There seems to be a lot of buzz in the news lately around the question of whether electronic medical record documentation can lead to a higher quality of care. Last year, a study came out suggesting that this might be true for diabetes care. More recently, my attention came to an article published in the Journal of the American medical informatics Association in May 2012, Method of electronic health record documentation and quality of primary care.

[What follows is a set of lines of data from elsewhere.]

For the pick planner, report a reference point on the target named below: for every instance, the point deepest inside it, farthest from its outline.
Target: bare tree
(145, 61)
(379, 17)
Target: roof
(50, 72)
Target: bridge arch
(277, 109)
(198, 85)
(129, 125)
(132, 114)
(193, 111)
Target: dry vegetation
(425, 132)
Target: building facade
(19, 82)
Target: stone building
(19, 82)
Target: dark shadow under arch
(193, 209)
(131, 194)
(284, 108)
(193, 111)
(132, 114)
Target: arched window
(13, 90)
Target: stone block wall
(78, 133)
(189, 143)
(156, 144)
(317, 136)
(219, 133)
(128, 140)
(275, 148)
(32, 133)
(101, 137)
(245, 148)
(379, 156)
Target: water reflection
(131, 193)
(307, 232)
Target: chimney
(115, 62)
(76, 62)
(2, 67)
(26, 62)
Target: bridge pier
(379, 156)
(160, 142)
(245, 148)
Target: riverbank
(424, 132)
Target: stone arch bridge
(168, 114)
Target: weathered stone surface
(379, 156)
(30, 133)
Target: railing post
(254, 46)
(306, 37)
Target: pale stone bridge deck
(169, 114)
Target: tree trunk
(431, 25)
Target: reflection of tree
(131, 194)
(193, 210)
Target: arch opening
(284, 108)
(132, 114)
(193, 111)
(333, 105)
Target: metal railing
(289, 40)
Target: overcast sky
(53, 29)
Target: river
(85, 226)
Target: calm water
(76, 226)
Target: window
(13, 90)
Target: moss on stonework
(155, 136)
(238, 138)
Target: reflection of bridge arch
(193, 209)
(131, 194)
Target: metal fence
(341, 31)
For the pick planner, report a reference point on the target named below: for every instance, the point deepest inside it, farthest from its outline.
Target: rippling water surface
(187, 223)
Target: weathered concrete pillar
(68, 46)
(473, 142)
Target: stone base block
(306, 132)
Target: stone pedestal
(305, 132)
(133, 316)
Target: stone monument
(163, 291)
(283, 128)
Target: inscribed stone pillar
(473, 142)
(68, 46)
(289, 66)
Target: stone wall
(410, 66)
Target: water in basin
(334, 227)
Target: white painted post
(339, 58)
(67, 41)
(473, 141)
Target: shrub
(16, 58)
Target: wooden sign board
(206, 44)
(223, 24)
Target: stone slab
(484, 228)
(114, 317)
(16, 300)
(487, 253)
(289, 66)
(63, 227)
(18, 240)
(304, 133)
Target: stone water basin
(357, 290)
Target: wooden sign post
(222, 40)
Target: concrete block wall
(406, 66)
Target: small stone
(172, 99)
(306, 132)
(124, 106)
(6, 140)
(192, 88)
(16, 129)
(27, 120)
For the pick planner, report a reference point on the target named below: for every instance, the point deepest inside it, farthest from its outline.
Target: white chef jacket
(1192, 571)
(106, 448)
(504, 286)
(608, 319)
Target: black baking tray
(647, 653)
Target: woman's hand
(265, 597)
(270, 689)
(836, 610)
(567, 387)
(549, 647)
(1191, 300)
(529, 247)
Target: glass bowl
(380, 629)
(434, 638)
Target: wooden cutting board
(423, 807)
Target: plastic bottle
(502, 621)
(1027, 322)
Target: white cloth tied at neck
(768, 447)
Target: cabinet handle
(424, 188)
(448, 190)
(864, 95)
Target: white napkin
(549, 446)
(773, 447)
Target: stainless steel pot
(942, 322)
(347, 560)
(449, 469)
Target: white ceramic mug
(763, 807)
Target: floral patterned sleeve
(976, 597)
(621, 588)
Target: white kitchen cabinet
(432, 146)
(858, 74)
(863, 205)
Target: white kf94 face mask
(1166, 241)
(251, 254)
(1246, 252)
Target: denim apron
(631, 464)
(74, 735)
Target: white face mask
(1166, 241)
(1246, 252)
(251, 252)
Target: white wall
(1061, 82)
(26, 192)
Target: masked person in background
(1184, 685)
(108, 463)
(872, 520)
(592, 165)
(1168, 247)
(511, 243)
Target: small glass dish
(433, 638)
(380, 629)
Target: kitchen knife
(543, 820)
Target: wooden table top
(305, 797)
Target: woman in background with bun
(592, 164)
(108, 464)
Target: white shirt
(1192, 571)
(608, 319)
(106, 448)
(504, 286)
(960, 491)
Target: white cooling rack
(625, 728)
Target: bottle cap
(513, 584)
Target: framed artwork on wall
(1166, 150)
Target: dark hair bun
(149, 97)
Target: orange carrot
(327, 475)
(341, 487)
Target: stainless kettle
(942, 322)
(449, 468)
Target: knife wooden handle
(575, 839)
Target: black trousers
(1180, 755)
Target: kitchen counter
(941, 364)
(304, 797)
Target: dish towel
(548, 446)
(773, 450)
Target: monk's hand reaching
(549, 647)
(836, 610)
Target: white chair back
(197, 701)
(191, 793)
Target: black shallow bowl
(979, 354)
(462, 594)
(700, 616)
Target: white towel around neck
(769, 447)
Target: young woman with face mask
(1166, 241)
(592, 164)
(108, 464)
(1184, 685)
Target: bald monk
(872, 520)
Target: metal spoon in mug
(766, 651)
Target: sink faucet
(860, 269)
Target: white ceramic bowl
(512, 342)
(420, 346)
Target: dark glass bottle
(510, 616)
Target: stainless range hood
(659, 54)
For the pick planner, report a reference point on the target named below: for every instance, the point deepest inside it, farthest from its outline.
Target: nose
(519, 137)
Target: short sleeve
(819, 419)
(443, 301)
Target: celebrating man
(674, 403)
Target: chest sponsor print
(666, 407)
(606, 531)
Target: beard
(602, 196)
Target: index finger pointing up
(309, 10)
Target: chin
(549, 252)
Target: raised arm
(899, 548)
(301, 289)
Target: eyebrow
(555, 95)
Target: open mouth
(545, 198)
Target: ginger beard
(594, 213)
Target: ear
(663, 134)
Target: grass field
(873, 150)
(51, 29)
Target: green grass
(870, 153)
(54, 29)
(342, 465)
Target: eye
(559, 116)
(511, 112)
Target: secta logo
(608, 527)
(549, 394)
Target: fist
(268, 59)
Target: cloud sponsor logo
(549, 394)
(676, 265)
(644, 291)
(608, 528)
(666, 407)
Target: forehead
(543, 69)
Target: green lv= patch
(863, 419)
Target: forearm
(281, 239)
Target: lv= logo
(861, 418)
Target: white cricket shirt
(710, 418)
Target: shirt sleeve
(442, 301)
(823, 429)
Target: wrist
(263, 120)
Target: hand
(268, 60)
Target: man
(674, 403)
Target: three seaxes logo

A group of researchers led by Dr. Jeffrey Linder at Harvard University’s Brigham and Women’s Hospital studied primary care physicians taking care of 7000 patients with coronary artery disease and diabetes over nine months. The study authors assessed 15 quality measures, three of which were found to be performed significantly less by physicians using a typical dictation system for record-keeping as opposed to those keeping records by electronic medical records systems. Two of the three standards of care measures that dictating physicians were less likely to provide were tobacco use documentation and diabetic eye examinations.
This parallels my own findings as an endocrinologist using electronic medical records. During the period of my early years before I instituted widespread use of templating, I was much less likely to hit all of the quality care measure marks compared with after instituting templates. It’s actually quite commonsensical that a medical provider can hit all of the marks if they are prompted by the computer. In a sense, the care goes on autopilot. No matter how chaotic a given point in the day of a busy doctor might be, it becomes impossible to complete a note without performing all of the prompts unless doing so deliberately.
There has been at least one or two studies that I’m aware of that have doubted or not found the conclusion that electronic medical records improve the quality of care patients receive. I think that most likely these studies did not find a significant association because they were not properly designed. When one considers the volume of quality measures pertinent to a typical patient visit with diabetes or coronary artery disease, there are so many measures that unless every physician has the measures memorized and never forgets anything, gets flustered or has to hurry through the visit, there will almost be a guarantee that not all measures will be addressed at a visit. I’ll take that bet and win every time.
The fact that there are now at least two studies showing a positive relationship between the quality of care given to diabetic patients in the use of electronic medical records documentation is even stronger evidence that this is a real phenomenon. Personally, I can’t believe that anybody would think that electronic medical records don’t lead to better care, regardless of the degree of such improvement. That is, unless they’re not using the templating advantage.